Kritik Sosial dan Satire
Puisi ini menggunakan satire untuk mengkritik masyarakat yang terjebak dalam konsumsi dan promosi tanpa berpikir kritis. Menggunakan contoh-contoh seperti Ajinomoto, Miwon, dan Sasa, Bandaharo menunjukkan bagaimana iklan dan promosi mempengaruhi masyarakat, menciptakan ketergantungan pada produk-produk tertentu, dan bagaimana ini mengarahkan pendapat umum. Pengenalan karakter seperti "Si Buang" yang merasa terasing dalam situasi ini berfungsi sebagai metafora untuk individu yang merasa terpinggirkan oleh perubahan sosial yang tidak mereka pahami atau terima.
Puisi "Si Buang" karya HR. Bandaharo merupakan karya yang penuh dengan nuansa emosional dan sosial. Dalam dua bagian yang kontras, puisi ini menggambarkan perjalanan Si Buang dari kepulangan yang penuh harapan ke keterasingan dan kesulitan dalam menyesuaikan diri dengan perubahan sosial. Melalui penggambaran yang kuat tentang ketegangan antara nilai-nilai pribadi dan norma-norma masyarakat, Bandaharo memberikan kritik tajam terhadap kondisi sosial yang tampaknya menekan kebebasan individu dan menggantikan keaslian dengan konsumsi dan promosi.

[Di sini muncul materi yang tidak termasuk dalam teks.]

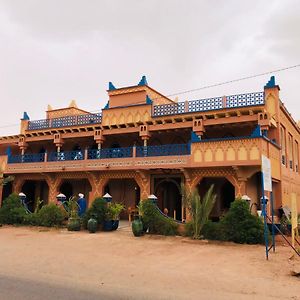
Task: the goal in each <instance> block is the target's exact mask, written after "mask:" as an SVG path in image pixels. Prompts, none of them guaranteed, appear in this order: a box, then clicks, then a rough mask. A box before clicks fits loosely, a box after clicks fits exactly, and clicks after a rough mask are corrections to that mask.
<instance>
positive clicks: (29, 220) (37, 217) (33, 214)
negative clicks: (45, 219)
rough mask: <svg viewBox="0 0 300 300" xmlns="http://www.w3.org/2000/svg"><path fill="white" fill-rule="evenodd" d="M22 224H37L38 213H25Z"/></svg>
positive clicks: (32, 224) (29, 224) (33, 225)
mask: <svg viewBox="0 0 300 300" xmlns="http://www.w3.org/2000/svg"><path fill="white" fill-rule="evenodd" d="M23 224H24V225H33V226H36V225H38V224H39V220H38V214H37V213H33V214H27V215H26V216H25V217H24V220H23Z"/></svg>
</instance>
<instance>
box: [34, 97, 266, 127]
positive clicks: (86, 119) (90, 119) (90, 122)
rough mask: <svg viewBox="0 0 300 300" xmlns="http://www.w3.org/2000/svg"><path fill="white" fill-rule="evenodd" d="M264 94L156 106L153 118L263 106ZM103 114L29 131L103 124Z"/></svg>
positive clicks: (62, 122)
mask: <svg viewBox="0 0 300 300" xmlns="http://www.w3.org/2000/svg"><path fill="white" fill-rule="evenodd" d="M264 103H265V100H264V92H256V93H247V94H238V95H231V96H223V97H215V98H207V99H198V100H191V101H185V102H178V103H175V102H174V103H172V104H161V105H154V106H153V110H152V117H161V116H169V115H177V114H185V113H195V112H204V111H211V110H220V109H226V108H240V107H247V106H256V105H263V104H264ZM101 122H102V114H101V113H99V114H85V115H77V116H76V115H75V116H66V117H61V118H54V119H43V120H36V121H29V123H28V130H41V129H50V128H61V127H70V126H80V125H89V124H101Z"/></svg>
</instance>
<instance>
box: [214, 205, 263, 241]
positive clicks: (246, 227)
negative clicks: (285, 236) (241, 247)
mask: <svg viewBox="0 0 300 300" xmlns="http://www.w3.org/2000/svg"><path fill="white" fill-rule="evenodd" d="M219 226H220V227H221V228H220V230H221V231H222V233H223V234H224V240H227V241H232V242H235V243H240V244H243V243H247V244H259V243H263V242H264V224H263V222H262V221H261V219H260V218H259V217H257V216H253V215H252V214H251V213H250V211H249V205H248V203H246V201H243V200H240V199H236V200H235V201H233V202H232V203H231V206H230V209H229V211H228V212H227V214H225V216H224V217H223V218H222V219H221V221H220V225H219Z"/></svg>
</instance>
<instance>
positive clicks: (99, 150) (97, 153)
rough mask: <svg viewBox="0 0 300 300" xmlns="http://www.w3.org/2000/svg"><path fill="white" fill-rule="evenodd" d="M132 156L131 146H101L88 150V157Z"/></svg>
mask: <svg viewBox="0 0 300 300" xmlns="http://www.w3.org/2000/svg"><path fill="white" fill-rule="evenodd" d="M124 157H132V147H127V148H102V149H93V150H89V151H88V159H104V158H124Z"/></svg>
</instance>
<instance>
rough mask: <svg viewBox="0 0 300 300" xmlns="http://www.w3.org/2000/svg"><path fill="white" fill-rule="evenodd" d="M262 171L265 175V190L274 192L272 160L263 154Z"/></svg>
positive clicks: (264, 180) (265, 190)
mask: <svg viewBox="0 0 300 300" xmlns="http://www.w3.org/2000/svg"><path fill="white" fill-rule="evenodd" d="M261 171H262V173H263V177H264V189H265V191H269V192H272V174H271V161H270V160H269V159H268V158H267V157H266V156H264V155H262V156H261Z"/></svg>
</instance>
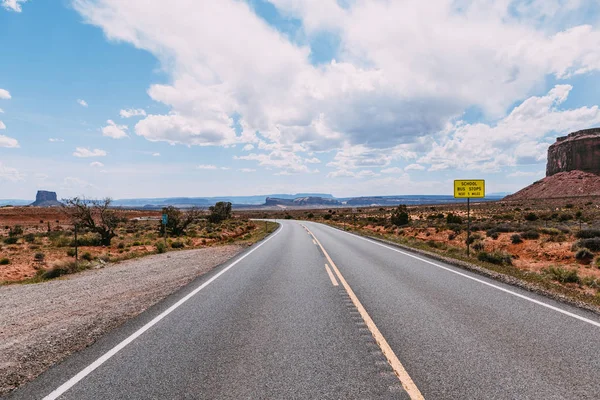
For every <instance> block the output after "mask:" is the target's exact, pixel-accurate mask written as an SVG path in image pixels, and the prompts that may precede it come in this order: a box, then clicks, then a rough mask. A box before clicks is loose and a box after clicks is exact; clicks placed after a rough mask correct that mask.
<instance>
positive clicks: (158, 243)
mask: <svg viewBox="0 0 600 400" xmlns="http://www.w3.org/2000/svg"><path fill="white" fill-rule="evenodd" d="M154 246H155V247H156V252H157V253H158V254H162V253H164V252H166V251H167V246H166V245H165V242H163V241H160V242H156V244H155V245H154Z"/></svg>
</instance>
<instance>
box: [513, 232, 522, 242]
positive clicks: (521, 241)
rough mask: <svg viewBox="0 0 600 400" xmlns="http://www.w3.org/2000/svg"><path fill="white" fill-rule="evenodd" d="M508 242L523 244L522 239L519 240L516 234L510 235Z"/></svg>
mask: <svg viewBox="0 0 600 400" xmlns="http://www.w3.org/2000/svg"><path fill="white" fill-rule="evenodd" d="M510 242H511V243H512V244H519V243H523V239H522V238H521V235H519V234H518V233H515V234H514V235H512V236H511V237H510Z"/></svg>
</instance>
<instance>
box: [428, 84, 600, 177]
mask: <svg viewBox="0 0 600 400" xmlns="http://www.w3.org/2000/svg"><path fill="white" fill-rule="evenodd" d="M571 89H572V87H571V86H570V85H556V86H555V87H554V88H553V89H552V90H550V91H549V92H548V94H547V95H545V96H541V97H537V96H534V97H530V98H528V99H527V100H525V101H523V102H522V103H521V104H520V105H518V106H517V107H515V108H514V109H513V110H512V111H511V112H510V114H509V115H507V116H506V117H504V118H502V119H501V120H499V121H498V122H497V123H496V124H493V125H488V124H483V123H474V124H467V123H465V122H463V121H458V122H456V123H454V124H452V125H449V126H448V127H447V130H446V133H447V134H446V136H445V137H444V138H443V139H442V140H441V141H440V142H439V143H437V142H435V143H434V144H433V147H432V149H431V151H430V152H429V153H428V154H426V155H425V156H423V157H421V158H420V159H419V162H420V163H426V164H431V167H430V168H429V171H439V170H444V169H448V168H458V169H465V170H479V171H499V170H500V169H501V168H502V167H507V166H516V165H527V164H539V163H543V162H544V161H545V158H546V152H547V149H548V146H549V145H550V144H551V143H553V142H554V138H555V137H556V135H557V134H564V133H568V132H571V131H576V130H580V129H584V128H589V127H592V126H596V125H598V124H600V109H599V108H598V106H593V107H580V108H577V109H573V110H559V108H558V107H559V106H560V105H561V104H562V103H564V102H565V100H566V99H567V98H568V96H569V92H570V91H571Z"/></svg>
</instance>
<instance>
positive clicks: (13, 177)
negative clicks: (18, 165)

Puisi ini mencerminkan kegelisahan dan keterasingan yang mungkin dirasakan seseorang yang kembali ke masyarakat yang telah berubah secara dramatis selama ketidakhadirannya. Dengan gaya yang penuh satir dan simbolik, Bandaharo berhasil menangkap esensi dari konflik yang dialami Si Buang, serta mengajak pembaca untuk merenungkan dinamika sosial dan nilai-nilai yang mengatur kehidupan kita.
Karya: HR. Bandaharo
Biodata HR. Bandaharo:
- HR. Bandaharo (nama lengkapnya Bandaharo Harahap) lahir di Medan pada tanggal 1 Mei 1917.
- HR. Bandaharo meninggal dunia di Jakarta pada tanggal 1 April 1993.
- HR. Bandaharo adalah salah satu sastrawan Angkatan Pujangga Baru.